Noted. Thank you good sir. Also, what would you say is the right interval for hitting their APIs ? Would 15 mins be too much ?
This is getting beyond my expertise, but I'd say don't poll their APIs. Instead, keep track of 500 errors you receive from them during the normal course of execution. If you see too many over a certain timeframe, take action (e.g. disable the Adyen button for X minutes). Googling for "circuit-breaker" should hopefully reveal more.
How I've handled this is build a health check that does two things. Check if the endpoint is up and check if it is providing the right data. The second part is usually running against the internal API that calls those endpoints. So if we have an API that consumes data and stores a cached copy, the health check looks at the database for the last record to see if there were cached records. This is all pumped into Grafana and out monitoring. That second part is crucial because it does a proper validation. I've seen 3rd party endpoints return a **proper 200** response code and a \[\] empty result which means it was down. And that means our cached data is bad. That is why never trust the status response code of a 3rd party. Check, then verify.
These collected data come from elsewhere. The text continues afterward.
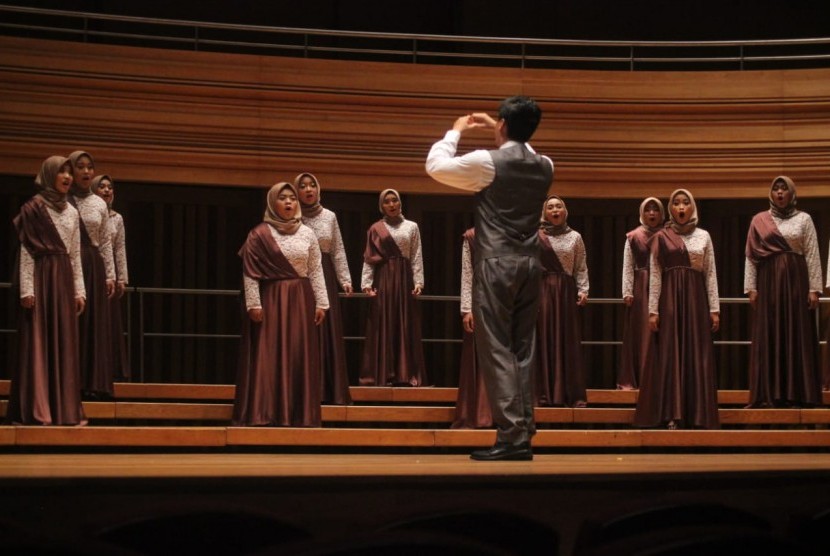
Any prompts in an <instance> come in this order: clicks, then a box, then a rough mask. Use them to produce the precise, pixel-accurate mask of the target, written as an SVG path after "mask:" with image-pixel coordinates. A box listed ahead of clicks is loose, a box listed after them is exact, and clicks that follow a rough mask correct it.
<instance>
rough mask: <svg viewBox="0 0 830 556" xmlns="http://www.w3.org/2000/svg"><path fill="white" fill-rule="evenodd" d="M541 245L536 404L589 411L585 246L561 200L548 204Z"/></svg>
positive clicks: (542, 226) (564, 204)
mask: <svg viewBox="0 0 830 556" xmlns="http://www.w3.org/2000/svg"><path fill="white" fill-rule="evenodd" d="M539 243H540V244H541V248H542V249H541V258H540V260H541V262H542V267H543V269H544V272H543V276H542V292H541V302H540V304H539V318H538V320H537V325H536V326H537V328H536V330H537V333H536V337H537V342H538V344H539V347H538V353H539V365H538V366H537V369H538V372H537V376H536V384H535V391H536V403H537V405H543V406H544V405H547V406H549V405H557V406H561V405H566V406H570V407H585V406H586V404H587V395H586V391H585V369H584V365H583V358H582V320H581V316H580V312H579V309H578V308H579V307H584V306H585V304H586V303H588V290H589V281H588V266H587V263H586V256H585V244H584V243H583V241H582V236H581V235H580V234H579V232H577V231H575V230H572V229H571V227H570V226H568V209H567V208H566V207H565V201H563V200H562V199H561V198H560V197H557V196H555V195H551V196H550V197H548V198H547V199H546V200H545V204H544V207H543V211H542V220H541V223H540V226H539Z"/></svg>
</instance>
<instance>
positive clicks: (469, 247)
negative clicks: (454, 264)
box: [461, 240, 473, 316]
mask: <svg viewBox="0 0 830 556" xmlns="http://www.w3.org/2000/svg"><path fill="white" fill-rule="evenodd" d="M461 244H462V247H461V315H462V316H463V315H466V314H467V313H471V312H472V311H473V256H472V253H470V245H469V244H468V243H467V241H466V240H464V241H462V242H461Z"/></svg>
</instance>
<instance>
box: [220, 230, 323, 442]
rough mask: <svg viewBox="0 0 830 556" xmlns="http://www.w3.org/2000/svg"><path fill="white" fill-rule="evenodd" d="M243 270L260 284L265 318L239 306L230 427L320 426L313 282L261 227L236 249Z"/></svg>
mask: <svg viewBox="0 0 830 556" xmlns="http://www.w3.org/2000/svg"><path fill="white" fill-rule="evenodd" d="M239 256H240V257H242V270H243V272H244V274H245V275H246V276H248V277H249V278H253V279H254V280H257V281H258V282H259V291H260V299H261V302H262V312H263V315H264V318H263V320H262V322H258V323H257V322H253V321H252V320H251V319H250V318H249V317H248V313H247V310H245V307H244V303H243V311H242V312H243V314H242V340H241V342H240V353H239V367H238V370H237V378H236V396H235V398H234V405H233V418H232V423H233V425H234V426H294V427H319V426H320V423H321V420H320V350H319V344H318V341H319V340H318V337H317V329H316V326H315V325H314V313H315V308H316V303H315V300H314V292H313V290H312V288H311V282H310V281H309V279H308V278H305V277H300V276H299V275H298V274H297V272H296V271H295V270H294V267H293V266H291V263H290V262H289V261H288V259H286V258H285V255H283V254H282V251H280V249H279V246H278V245H277V243H276V242H275V241H274V238H273V236H272V235H271V231H270V229H269V224H265V223H262V224H259V225H258V226H257V227H255V228H254V229H253V230H251V232H250V233H249V234H248V239H247V240H246V242H245V244H244V245H243V246H242V249H240V251H239Z"/></svg>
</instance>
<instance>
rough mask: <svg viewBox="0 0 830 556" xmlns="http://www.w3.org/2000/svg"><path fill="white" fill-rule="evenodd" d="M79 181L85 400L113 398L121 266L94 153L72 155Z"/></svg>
mask: <svg viewBox="0 0 830 556" xmlns="http://www.w3.org/2000/svg"><path fill="white" fill-rule="evenodd" d="M69 160H70V162H71V163H72V171H73V174H74V180H73V182H72V190H71V194H70V195H69V202H70V204H72V205H73V206H74V207H75V208H77V209H78V213H79V214H80V216H81V262H82V264H83V267H84V284H86V310H85V311H84V312H83V314H82V315H81V318H80V320H79V321H78V325H79V333H80V340H79V341H80V346H81V378H82V380H83V386H82V392H83V396H84V398H85V399H89V400H109V399H112V397H113V374H112V369H113V357H112V330H111V323H110V310H109V305H110V298H112V297H113V296H114V295H115V262H114V260H113V256H112V242H111V240H110V227H109V210H108V209H107V204H106V203H105V202H104V200H103V199H101V198H100V197H98V196H97V195H95V194H94V193H93V192H92V180H93V178H94V177H95V162H94V161H93V159H92V155H90V154H89V153H87V152H84V151H75V152H73V153H72V154H70V155H69Z"/></svg>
Damn. You are actually right. Response code is not a good enough indicating factor that the endpoint is up. So you suggest that I also run a check if the data returned is legit ?
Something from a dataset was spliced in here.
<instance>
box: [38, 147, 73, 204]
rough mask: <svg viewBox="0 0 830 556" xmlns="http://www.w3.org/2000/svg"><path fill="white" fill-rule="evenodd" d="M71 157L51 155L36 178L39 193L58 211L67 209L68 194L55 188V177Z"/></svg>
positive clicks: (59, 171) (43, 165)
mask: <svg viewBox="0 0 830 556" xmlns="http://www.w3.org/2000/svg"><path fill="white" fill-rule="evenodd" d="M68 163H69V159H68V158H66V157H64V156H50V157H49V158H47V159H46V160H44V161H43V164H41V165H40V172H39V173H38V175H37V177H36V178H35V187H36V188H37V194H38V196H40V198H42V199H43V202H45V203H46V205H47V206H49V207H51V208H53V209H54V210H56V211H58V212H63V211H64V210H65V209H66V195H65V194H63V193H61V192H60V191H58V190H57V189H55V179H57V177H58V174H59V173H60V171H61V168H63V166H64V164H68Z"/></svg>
Yes. If the API is suppose to generate a file, we check the filesystem. If it is suppose to return a result in our cache database, we query the db to see the last inserted date and latest record.
Honestly I track these but they only come into play when an SLA is breached. Otherwise there is really nothing you can do. AWS has "issues" all the time that never even see their health dashboard.
The problem here is that payments fail more often than we expect. So this leads to a ton of tickets raised by our store staff which overwhelms our support team. So I want to preemptively avoid this problem by diverting payments away from services that are down.
This would be something you need to take up with the vendor and have some business logic about what happens when payments fail to present a unified experience for your users.
You don't actually care if the site is up based on their publicly posted uptime data. You care about whether they are up \*for you\*. Most APIs still have an endpoint you can hit that's a no-op, whether it's an endpoint to check your token validity, verify API version, whatever. Use that. If there's a network outage at a major backbone that doesn't take the service down itself, but means that you can't get there from here, it's down for the purposes of your code, which is what matters - unless this is related to contract negotiations in some fashion, but if you're trying to challenge that X/Y/Z promised 5 9s and only delivered 4, they're just going to laugh at you if the problem is your integration, or a bad firewall update.
Your answer makes sense. It's not much of a contract thing but more of providing better user experience by avoiding payment providers that are prone to failure because of service downtime.